The Word of the Lord to Ezekiel

Chapter 31

A relation to Pharaoh, 1, 2, of the glory of Assyria, 3-9, and the fall thereof for pride, 10-17. The similar destruction of Egypt, 18.

1 And it came to pass in the eleventh year, in the third month, on the first day of the month, that the word of the LORD came to me, saying,

2 "Son of man, say to Pharaoh king of Egypt and to his multitude, 'Whom are you like in your greatness?

3 Behold, the Assyrian was a cedar in Lebanon with fair branches and with a shady cover and of a high stature. And his top was among the thick boughs.

4 The waters made him great, the deep set him up on high. Her rivers ran around his planting-place and she sent out her little rivers to all the trees of the field.

5 Therefore, his height was exalted above all the trees of the field. And his boughs were multiplied and his branches became long because of the multitude of waters when he shot forth.

6 All the birds of heaven made their nests in his boughs, and under his branches all the beasts of the field brought forth their young, and under his shade all great nations dwelt.

7 Thus he was fair in his greatness, in the length of his branches, for his root was by great waters.

8 The cedars in the garden of God could not hide him. The fir-trees were not like his boughs and the plane-trees were not like his branches. No tree in the garden of God was like him in his beauty.

9 I have made him fair by the multitude of his branches, so that all the trees of Eden that were in the garden of God envied him.

10 'Therefore, thus says the Lord GOD: "Because you have lifted up yourself in height, and he has shot up his top among the thick boughs, and his heart is lifted up in his height, 11 I have therefore delivered him into the hand of the mighty one of the heathen. He shall surely deal with him. I have driven him out for his wickedness. 12 And strangers, the terrible of the nations, have cut him off and have left him.
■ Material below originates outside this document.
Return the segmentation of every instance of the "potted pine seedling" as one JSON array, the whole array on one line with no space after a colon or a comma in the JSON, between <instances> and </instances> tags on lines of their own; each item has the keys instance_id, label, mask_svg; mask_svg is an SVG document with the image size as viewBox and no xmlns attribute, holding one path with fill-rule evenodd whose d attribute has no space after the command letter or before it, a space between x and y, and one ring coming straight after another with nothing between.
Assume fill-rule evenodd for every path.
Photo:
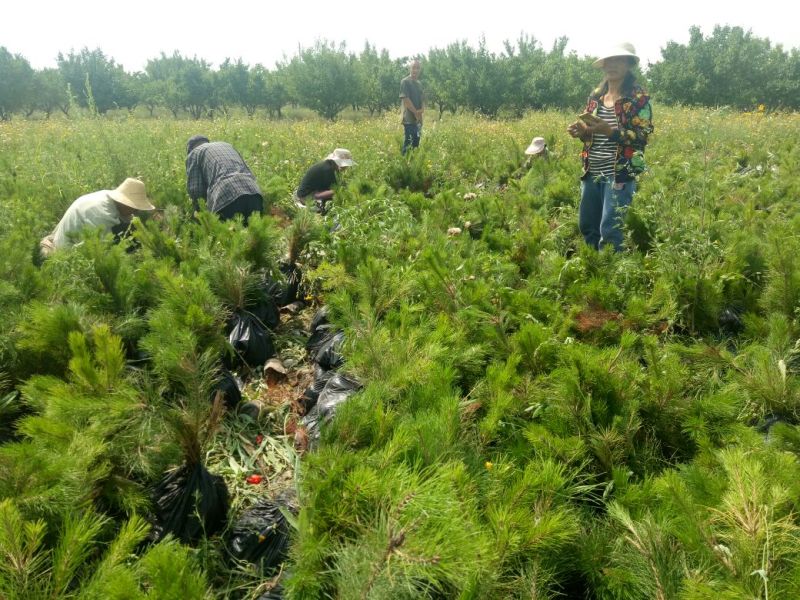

Upon the mountains and in all the valleys his branches have fallen and his boughs are broken by all the rivers of the land. And all the people of the earth have gone down from his shade and have left him. 13 Upon his ruin all the birds of the heaven shall remain, and all the beasts of the field shall be upon his branches, 14 To the end that none of all the trees by the waters shall exalt themselves for their height, nor shoot up their top among the thick boughs, nor their trees stand up in their height, even all that drink water, for they are all delivered to death, to the nether parts of the earth, in the midst of the children of men, with those who go down to the pit."

15 'Thus says the Lord GOD: "In the day when he went down to the grave I caused a mourning. I covered the deep for him and restrained its floods, and the great waters were stayed. And I caused Lebanon to mourn for him, and all the trees of the field fainted for him. 16 I made the nations to shake at the sound of his fall when I cast him down to the grave with those who descend into the pit. And all the trees of Eden, the choice and best of Lebanon, all that drink water, shall be comforted in the nether parts of the earth. 17 They also went down into the grave with him to those who are slain with the sword, and those who were his arm, who dwelt under his shade in the midst of the heathen.

18 "To whom are you thus like in glory and in greatness among the trees of Eden? Yet you shall be brought down with the trees of Eden to the nether parts of the earth. You shall lie in the midst of the uncircumcised with those who are slain by the sword. This is Pharaoh and all his multitude,"' says the Lord GOD."

Commentary

Matthew Henry Commentary - Ezekiel, Chapter 31

Notes

John Gill's Chapter Summary:

This chapter contains a confirmation of the preceding prophecy of the ruin of the king of Egypt by the example of the king of Assyria, to whom he was like in grandeur and pride, and would be in his fall. The time of the prophecy is observed (Ezekiel 31:1); the prophet is ordered to give the following relation to the king of Egypt (Ezekiel 31:2); in which the king of Assyria is compared to a large and flourishing cedar, for the extent of his dominions, the prosperous state of his empire, and his exaltation above all other princes, which drew upon him their envy (Ezekiel 31:3-9); therefore because of his pride, his heart being lifted up with these things (Ezekiel 31:10); ruin came upon him, which is described by the instruments and manner of it and the effects following it; mourning and fear in some, solace and comfort to others, and destruction to his associates (Ezekiel 31:11-17); therefore Pharaoh is called upon to consider all this, who was like to him in greatness and pride, and should have the like fate with him; nor could his greatness any more secure him than it did the Assyrian monarch (Ezekiel 31:18).